Studies show people who regularly watch adult entertainment often develop damage to the prefrontal cortex, the brain region that controls morality, willpower and impulse control, according to Rachel Anne Barr, researcher at Canada’s Universite Laval.

The research suggests porn could cause users to struggle with their emotions and impulses, possibly leading to compulsive behaviour and poor decisions, reports dailymail.co.uk.

“It’s somewhat paradoxical that adult entertainment may revert our brain wiring to a more juvenile. The much greater irony is that while porn promises to satisfy and provide sexual gratification, it delivers the opposite,” Barr was quoted as saying. 

With the internet, live-action porn became available on demand. And the demand is insatiable, with 33.5 billion hits on Pornhub, the biggest free porn site, in 2018. 

The thirst for increasingly vivid sex scenes within seconds is so strong that it has, in fact, been a major driver behind technological advances, the study said. 

“Science is only just beginning to reveal the neurological repercussions of porn consumption.

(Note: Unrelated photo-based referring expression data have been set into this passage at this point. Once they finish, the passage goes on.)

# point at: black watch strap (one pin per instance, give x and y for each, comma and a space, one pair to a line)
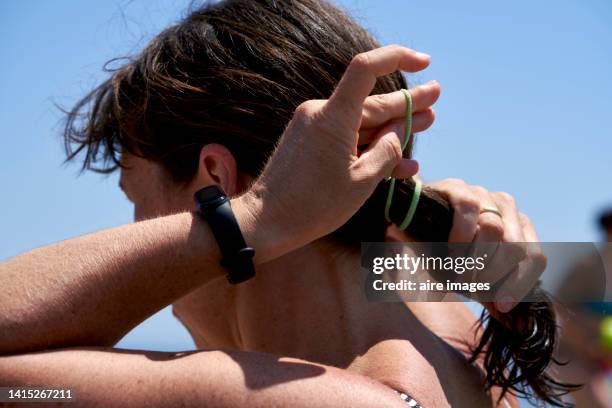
215, 208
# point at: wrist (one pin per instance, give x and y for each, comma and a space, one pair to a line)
260, 227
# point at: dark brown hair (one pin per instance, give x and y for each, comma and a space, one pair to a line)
233, 73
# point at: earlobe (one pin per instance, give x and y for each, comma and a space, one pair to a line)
217, 166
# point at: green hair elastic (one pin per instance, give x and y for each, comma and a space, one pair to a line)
418, 185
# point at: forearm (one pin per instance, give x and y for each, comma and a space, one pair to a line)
91, 290
115, 378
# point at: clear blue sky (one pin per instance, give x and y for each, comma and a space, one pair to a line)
526, 107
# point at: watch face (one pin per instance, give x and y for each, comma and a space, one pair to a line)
210, 193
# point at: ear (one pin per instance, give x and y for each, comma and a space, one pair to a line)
217, 166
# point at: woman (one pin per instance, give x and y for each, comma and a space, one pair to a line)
225, 83
205, 103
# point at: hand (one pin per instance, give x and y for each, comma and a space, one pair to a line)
316, 179
522, 261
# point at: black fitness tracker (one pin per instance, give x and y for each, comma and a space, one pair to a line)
214, 207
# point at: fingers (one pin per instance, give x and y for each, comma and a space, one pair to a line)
379, 109
521, 281
420, 122
384, 156
466, 208
360, 76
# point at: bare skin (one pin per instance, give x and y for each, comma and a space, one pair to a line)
88, 292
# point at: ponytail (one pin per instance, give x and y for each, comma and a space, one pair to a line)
517, 347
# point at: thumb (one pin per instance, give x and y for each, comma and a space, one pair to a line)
383, 156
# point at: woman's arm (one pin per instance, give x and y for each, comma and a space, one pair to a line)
91, 290
117, 378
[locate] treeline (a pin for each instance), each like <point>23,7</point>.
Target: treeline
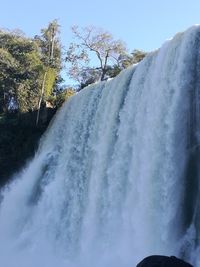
<point>31,86</point>
<point>30,70</point>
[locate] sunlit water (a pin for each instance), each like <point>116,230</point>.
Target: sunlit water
<point>116,176</point>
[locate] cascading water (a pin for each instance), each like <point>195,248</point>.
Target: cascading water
<point>116,176</point>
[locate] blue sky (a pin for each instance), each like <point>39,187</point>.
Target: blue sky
<point>142,24</point>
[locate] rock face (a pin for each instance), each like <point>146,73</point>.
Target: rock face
<point>163,261</point>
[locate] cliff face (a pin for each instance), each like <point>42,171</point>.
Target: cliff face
<point>163,261</point>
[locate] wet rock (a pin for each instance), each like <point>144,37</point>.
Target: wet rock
<point>163,261</point>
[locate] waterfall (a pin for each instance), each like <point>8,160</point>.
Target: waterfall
<point>116,175</point>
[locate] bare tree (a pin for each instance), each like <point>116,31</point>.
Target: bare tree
<point>92,45</point>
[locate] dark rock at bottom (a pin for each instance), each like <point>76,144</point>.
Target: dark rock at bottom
<point>163,261</point>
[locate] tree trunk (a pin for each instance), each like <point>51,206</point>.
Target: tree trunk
<point>41,97</point>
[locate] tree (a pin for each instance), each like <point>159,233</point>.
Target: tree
<point>49,42</point>
<point>93,45</point>
<point>20,74</point>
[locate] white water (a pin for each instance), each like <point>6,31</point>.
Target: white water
<point>115,178</point>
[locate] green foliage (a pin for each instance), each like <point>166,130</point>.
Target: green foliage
<point>50,82</point>
<point>92,43</point>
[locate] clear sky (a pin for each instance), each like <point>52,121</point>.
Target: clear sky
<point>142,24</point>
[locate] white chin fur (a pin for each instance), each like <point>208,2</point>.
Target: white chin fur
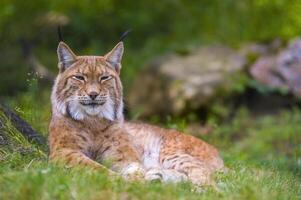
<point>79,112</point>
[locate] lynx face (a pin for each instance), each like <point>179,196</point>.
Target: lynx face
<point>88,86</point>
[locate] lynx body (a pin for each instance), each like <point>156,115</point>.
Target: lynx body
<point>88,129</point>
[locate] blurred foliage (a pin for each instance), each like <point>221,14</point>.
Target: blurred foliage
<point>93,27</point>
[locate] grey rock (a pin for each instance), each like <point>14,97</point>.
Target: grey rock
<point>173,83</point>
<point>282,70</point>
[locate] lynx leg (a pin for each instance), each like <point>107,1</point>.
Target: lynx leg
<point>196,171</point>
<point>165,175</point>
<point>73,158</point>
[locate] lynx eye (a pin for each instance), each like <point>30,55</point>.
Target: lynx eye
<point>79,77</point>
<point>104,78</point>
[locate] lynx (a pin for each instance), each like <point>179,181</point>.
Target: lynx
<point>88,128</point>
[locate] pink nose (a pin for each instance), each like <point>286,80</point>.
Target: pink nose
<point>93,95</point>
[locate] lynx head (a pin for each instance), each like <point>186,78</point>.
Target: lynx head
<point>88,86</point>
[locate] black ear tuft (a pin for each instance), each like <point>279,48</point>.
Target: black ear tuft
<point>123,36</point>
<point>59,33</point>
<point>65,55</point>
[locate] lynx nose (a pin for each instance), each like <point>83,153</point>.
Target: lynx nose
<point>93,95</point>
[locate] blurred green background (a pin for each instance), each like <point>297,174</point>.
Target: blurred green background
<point>93,27</point>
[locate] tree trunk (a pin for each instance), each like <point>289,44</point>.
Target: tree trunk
<point>23,127</point>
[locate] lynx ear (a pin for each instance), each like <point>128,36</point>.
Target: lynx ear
<point>65,55</point>
<point>115,55</point>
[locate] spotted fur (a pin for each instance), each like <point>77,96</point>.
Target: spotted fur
<point>88,129</point>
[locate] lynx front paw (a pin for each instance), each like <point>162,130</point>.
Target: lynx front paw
<point>165,175</point>
<point>133,171</point>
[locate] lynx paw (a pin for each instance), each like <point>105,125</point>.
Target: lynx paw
<point>165,175</point>
<point>133,171</point>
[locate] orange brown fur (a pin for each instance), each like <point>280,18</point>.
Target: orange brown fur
<point>88,129</point>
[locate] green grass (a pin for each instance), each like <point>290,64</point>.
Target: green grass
<point>263,156</point>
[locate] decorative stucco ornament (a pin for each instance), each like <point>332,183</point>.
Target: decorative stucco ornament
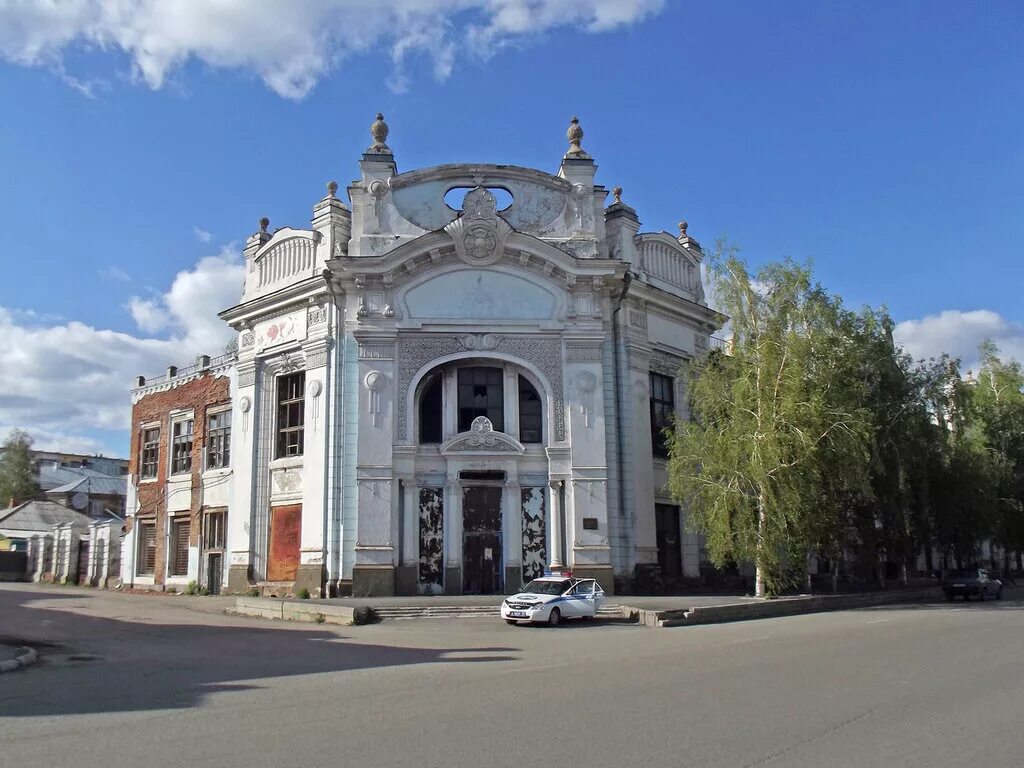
<point>379,131</point>
<point>479,233</point>
<point>574,135</point>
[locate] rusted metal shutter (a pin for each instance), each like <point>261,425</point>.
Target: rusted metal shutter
<point>180,544</point>
<point>147,555</point>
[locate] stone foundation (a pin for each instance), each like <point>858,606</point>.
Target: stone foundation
<point>309,578</point>
<point>238,580</point>
<point>373,581</point>
<point>602,573</point>
<point>406,580</point>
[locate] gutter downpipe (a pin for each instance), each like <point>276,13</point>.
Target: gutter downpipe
<point>616,380</point>
<point>329,416</point>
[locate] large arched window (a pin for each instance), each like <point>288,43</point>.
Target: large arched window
<point>481,392</point>
<point>430,410</point>
<point>530,416</point>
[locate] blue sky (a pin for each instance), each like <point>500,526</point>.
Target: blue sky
<point>883,140</point>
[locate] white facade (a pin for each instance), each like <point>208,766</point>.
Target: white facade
<point>412,344</point>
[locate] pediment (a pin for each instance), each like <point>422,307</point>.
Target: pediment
<point>481,439</point>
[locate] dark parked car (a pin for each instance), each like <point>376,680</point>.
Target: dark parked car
<point>972,583</point>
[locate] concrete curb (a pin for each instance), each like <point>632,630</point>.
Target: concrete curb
<point>785,606</point>
<point>300,610</point>
<point>27,657</point>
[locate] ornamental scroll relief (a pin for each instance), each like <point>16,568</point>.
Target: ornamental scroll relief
<point>544,353</point>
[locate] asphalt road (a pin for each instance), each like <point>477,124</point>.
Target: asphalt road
<point>161,681</point>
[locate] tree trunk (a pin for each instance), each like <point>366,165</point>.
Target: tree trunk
<point>759,573</point>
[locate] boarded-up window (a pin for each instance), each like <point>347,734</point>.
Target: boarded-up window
<point>146,563</point>
<point>291,414</point>
<point>151,453</point>
<point>530,421</point>
<point>180,530</point>
<point>213,531</point>
<point>181,446</point>
<point>218,439</point>
<point>662,411</point>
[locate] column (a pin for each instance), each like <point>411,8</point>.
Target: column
<point>555,539</point>
<point>246,475</point>
<point>453,537</point>
<point>512,530</point>
<point>407,579</point>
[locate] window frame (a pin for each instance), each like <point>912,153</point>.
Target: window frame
<point>181,462</point>
<point>153,460</point>
<point>215,530</point>
<point>491,409</point>
<point>520,380</point>
<point>285,446</point>
<point>140,567</point>
<point>222,434</point>
<point>662,409</point>
<point>175,554</point>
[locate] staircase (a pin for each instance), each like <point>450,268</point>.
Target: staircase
<point>464,611</point>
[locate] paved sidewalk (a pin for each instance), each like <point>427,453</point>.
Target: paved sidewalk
<point>15,656</point>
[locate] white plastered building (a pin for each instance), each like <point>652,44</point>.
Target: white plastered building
<point>452,398</point>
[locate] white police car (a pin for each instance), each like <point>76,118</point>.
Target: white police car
<point>552,598</point>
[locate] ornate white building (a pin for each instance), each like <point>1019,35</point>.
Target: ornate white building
<point>430,399</point>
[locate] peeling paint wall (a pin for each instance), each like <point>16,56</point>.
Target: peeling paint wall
<point>535,557</point>
<point>431,541</point>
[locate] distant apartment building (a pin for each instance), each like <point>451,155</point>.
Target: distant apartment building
<point>179,475</point>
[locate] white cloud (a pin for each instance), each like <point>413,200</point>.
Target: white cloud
<point>289,45</point>
<point>60,382</point>
<point>116,273</point>
<point>958,333</point>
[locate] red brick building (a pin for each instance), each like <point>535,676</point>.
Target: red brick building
<point>179,477</point>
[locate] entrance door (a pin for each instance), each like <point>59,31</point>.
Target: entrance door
<point>83,562</point>
<point>670,553</point>
<point>215,572</point>
<point>481,541</point>
<point>286,526</point>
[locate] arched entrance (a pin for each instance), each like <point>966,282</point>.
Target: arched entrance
<point>480,426</point>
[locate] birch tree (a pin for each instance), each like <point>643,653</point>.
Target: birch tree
<point>766,417</point>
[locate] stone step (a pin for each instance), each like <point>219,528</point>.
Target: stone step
<point>459,611</point>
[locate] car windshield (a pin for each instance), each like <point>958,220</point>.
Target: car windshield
<point>546,588</point>
<point>965,573</point>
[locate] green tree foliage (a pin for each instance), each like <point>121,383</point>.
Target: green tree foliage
<point>767,417</point>
<point>817,435</point>
<point>16,479</point>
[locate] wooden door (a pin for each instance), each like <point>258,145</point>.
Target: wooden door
<point>481,548</point>
<point>286,529</point>
<point>670,547</point>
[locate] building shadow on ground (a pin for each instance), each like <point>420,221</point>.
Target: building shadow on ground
<point>169,666</point>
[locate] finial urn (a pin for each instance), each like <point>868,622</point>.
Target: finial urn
<point>574,135</point>
<point>379,131</point>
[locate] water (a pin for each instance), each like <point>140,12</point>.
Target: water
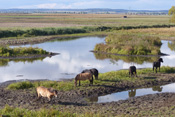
<point>74,57</point>
<point>133,93</point>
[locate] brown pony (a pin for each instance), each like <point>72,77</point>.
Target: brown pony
<point>45,92</point>
<point>84,76</point>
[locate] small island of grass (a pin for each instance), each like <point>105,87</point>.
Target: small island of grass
<point>7,52</point>
<point>130,44</point>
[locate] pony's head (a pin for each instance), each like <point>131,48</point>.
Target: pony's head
<point>160,60</point>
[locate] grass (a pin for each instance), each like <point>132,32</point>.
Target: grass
<point>57,24</point>
<point>130,44</point>
<point>21,51</point>
<point>9,111</point>
<point>78,20</point>
<point>108,78</point>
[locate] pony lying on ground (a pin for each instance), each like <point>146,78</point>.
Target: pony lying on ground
<point>45,92</point>
<point>157,64</point>
<point>84,76</point>
<point>93,71</point>
<point>132,70</point>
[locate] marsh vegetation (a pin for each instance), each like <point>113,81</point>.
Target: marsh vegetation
<point>128,44</point>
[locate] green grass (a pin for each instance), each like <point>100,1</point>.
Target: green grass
<point>21,112</point>
<point>8,111</point>
<point>21,51</point>
<point>108,78</point>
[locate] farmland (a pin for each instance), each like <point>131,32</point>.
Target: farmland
<point>23,21</point>
<point>20,99</point>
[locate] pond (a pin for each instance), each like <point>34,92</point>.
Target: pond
<point>74,57</point>
<point>132,93</point>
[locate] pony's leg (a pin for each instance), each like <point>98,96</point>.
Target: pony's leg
<point>92,80</point>
<point>79,83</point>
<point>96,77</point>
<point>153,68</point>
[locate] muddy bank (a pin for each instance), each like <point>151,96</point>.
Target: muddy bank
<point>100,52</point>
<point>75,100</point>
<point>29,56</point>
<point>41,39</point>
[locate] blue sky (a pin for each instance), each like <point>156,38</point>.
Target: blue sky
<point>84,4</point>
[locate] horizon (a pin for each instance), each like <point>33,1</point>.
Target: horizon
<point>89,4</point>
<point>81,9</point>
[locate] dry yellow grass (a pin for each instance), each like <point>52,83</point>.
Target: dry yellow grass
<point>78,20</point>
<point>155,31</point>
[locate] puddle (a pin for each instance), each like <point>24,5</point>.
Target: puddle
<point>132,93</point>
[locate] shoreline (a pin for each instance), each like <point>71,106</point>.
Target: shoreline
<point>101,52</point>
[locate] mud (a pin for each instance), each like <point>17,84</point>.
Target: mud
<point>75,100</point>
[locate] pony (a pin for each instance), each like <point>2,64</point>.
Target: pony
<point>93,71</point>
<point>84,76</point>
<point>132,70</point>
<point>157,64</point>
<point>45,92</point>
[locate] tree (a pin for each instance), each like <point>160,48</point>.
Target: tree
<point>172,12</point>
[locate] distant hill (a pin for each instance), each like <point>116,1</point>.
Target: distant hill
<point>84,11</point>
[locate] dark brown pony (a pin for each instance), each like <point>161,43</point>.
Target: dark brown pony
<point>157,64</point>
<point>132,70</point>
<point>93,71</point>
<point>84,76</point>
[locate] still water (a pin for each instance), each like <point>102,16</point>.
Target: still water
<point>133,93</point>
<point>74,56</point>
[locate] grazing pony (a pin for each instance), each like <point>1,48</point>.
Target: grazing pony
<point>93,71</point>
<point>132,70</point>
<point>45,92</point>
<point>157,64</point>
<point>84,76</point>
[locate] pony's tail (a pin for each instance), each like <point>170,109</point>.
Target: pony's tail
<point>76,78</point>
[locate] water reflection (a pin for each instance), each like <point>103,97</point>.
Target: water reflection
<point>157,88</point>
<point>74,56</point>
<point>132,93</point>
<point>127,59</point>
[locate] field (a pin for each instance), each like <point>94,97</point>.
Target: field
<point>23,21</point>
<point>20,99</point>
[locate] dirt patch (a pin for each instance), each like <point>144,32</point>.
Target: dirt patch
<point>75,100</point>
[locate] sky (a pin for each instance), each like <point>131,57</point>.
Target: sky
<point>85,4</point>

It is already clear that the mental health and sex lives of its widespread audience are suffering catastrophic effects,” Barr said.

“From depression to erectile dysfunction, porn appears to be hijacking our neural wiring with dire consequences,” Barr added.

According to dailymail.co.uk, Barr and her team has observed porn’s powerful impact on neural wiring, which can affect human behaviour. 

“The properties of video porn make it a particularly powerful trigger for plasticity, the brain’s ability to change and adapt as a result of experience,” Barr said.

“Combined with the accessibility and anonymity of online porn consumption, we are more vulnerable than ever to its hyper-stimulating effects,” she said. 

In the long term, pornography seems to create sexual dysfunctions, especially the inability to achieve erection or orgasm with a real life partner. Marital quality and commitment to one’s romantic partner also appear to be compromised,” she said.

According to the researchers, porn users may start to see porn as a quick fix for their sexual needs, rather than a person. 

‘The desensitisation of our reward circuitry sets the stage for sexual dysfunctions to develop, but the repercussions don’t end there, studies show that changes in the transmission of dopamine can facilitate depression and anxiety,” Barr said.

The other compelling finding in this study is that compulsive porn consumers find themselves wanting and needing more porn, even though they don’t necessarily like it.